But it has also been a tumultuous year for Fox News, which saw the ouster of longtime chairman and CEO Roger Ailes over the summer, in the wake of a series of sexual harassment accusations against the man who helped build the right-leaning network into a media empire. (Ailes later spent some time reportedly advising Trump on his presidential campaign, while two longtime Fox executives—Shine and Abernethy—took over as Fox News co-presidents in August.) In September, the network also settled a lawsuit brought against the network by former anchor Gretchen Carlson—who had accused Ailes of sexual harassment—for a reported $20 million.
As 2016 comes to a close, there also continues to be constant speculation around the future of one of the network's brightest stars: anchor Megyn Kelly. The anchor's The Kelly File was the second highest-rated primetime cable news program in 2016—behind only Fox News' The O'Reilly Factor. But rumors have persisted throughout the year that Kelly may be looking to leave Fox News once her current contract expires in July 2017.

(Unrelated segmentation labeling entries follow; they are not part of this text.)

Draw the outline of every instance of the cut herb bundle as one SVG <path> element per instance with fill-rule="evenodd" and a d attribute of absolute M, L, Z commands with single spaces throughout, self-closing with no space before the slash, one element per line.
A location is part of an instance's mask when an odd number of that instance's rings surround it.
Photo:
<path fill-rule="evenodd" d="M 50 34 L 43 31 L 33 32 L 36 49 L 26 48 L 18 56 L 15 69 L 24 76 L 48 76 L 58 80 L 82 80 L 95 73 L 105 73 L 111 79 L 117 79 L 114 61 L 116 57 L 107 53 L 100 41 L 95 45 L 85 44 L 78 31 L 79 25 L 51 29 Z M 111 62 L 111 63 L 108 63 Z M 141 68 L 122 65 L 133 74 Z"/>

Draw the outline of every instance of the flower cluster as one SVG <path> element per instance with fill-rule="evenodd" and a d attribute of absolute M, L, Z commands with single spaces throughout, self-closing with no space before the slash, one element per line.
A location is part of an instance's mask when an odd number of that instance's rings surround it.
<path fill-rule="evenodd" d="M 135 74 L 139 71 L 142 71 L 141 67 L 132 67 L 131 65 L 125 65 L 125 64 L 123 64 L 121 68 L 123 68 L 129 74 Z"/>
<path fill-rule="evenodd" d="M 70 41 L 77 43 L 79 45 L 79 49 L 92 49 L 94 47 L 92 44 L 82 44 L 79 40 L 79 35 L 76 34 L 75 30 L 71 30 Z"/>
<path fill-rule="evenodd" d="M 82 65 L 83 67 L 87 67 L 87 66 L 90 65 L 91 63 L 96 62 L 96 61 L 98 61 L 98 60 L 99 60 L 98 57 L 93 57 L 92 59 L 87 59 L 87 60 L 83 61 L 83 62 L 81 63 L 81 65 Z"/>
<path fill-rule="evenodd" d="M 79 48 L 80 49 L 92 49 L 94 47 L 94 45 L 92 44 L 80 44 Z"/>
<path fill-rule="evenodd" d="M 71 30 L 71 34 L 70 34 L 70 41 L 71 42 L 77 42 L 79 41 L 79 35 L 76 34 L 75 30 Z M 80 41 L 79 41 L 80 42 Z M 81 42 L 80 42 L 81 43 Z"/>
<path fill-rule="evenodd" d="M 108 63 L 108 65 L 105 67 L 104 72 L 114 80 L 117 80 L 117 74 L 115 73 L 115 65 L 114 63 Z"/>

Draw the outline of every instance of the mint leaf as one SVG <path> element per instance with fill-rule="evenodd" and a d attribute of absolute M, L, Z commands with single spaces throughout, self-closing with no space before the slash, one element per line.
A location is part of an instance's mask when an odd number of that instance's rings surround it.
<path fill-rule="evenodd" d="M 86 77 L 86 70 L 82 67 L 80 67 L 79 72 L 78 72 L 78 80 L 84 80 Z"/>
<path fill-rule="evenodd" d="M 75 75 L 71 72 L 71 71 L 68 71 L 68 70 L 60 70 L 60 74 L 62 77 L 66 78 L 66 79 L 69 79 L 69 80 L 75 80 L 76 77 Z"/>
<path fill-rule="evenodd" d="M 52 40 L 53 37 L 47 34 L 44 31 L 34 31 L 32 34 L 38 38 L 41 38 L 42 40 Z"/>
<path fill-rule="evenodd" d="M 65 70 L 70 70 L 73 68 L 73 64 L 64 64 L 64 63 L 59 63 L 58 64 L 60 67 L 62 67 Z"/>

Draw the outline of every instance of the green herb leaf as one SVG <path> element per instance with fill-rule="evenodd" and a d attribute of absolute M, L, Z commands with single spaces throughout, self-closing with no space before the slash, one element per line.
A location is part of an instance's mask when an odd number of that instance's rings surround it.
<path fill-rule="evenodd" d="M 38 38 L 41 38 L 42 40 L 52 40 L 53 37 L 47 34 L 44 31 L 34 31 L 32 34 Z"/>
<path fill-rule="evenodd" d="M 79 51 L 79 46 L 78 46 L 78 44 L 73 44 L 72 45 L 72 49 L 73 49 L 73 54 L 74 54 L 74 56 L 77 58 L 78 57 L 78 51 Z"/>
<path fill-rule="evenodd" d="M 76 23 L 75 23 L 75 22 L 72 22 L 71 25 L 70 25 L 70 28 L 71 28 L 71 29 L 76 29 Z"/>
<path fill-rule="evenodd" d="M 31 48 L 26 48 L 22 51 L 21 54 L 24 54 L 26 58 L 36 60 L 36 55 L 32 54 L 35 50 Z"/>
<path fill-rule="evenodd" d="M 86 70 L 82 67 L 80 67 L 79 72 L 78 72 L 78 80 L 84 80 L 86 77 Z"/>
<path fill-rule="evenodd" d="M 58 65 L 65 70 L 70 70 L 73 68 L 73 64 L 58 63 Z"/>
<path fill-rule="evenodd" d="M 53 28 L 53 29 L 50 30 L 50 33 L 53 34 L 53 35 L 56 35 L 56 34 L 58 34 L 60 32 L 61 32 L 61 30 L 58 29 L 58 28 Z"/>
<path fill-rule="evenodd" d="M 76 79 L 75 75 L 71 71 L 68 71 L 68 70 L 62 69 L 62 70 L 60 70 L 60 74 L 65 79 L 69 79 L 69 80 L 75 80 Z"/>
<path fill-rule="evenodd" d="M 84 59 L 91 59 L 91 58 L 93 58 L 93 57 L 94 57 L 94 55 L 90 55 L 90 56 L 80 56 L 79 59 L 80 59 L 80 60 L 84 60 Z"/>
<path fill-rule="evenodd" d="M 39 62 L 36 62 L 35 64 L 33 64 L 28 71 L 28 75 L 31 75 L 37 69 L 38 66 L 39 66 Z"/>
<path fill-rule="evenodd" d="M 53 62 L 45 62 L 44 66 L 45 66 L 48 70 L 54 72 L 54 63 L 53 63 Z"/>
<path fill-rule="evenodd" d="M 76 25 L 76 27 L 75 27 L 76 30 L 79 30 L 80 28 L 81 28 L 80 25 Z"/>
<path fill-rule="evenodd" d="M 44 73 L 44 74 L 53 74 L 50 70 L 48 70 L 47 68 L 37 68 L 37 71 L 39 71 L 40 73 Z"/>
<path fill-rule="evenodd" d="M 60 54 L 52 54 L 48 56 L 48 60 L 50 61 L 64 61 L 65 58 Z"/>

Kelly herself hinted to Variety that she might be considering a move earlier this year. Then in October, The Wall Street Journal reported that she was looking for a new deal that would pay her $20 million annually. But for what it's worth, Kelly weighed in on the swirling speculation over her career with a Tweet earlier this month that warned: "Don't believe a thing [you] hear unless it comes from me, period."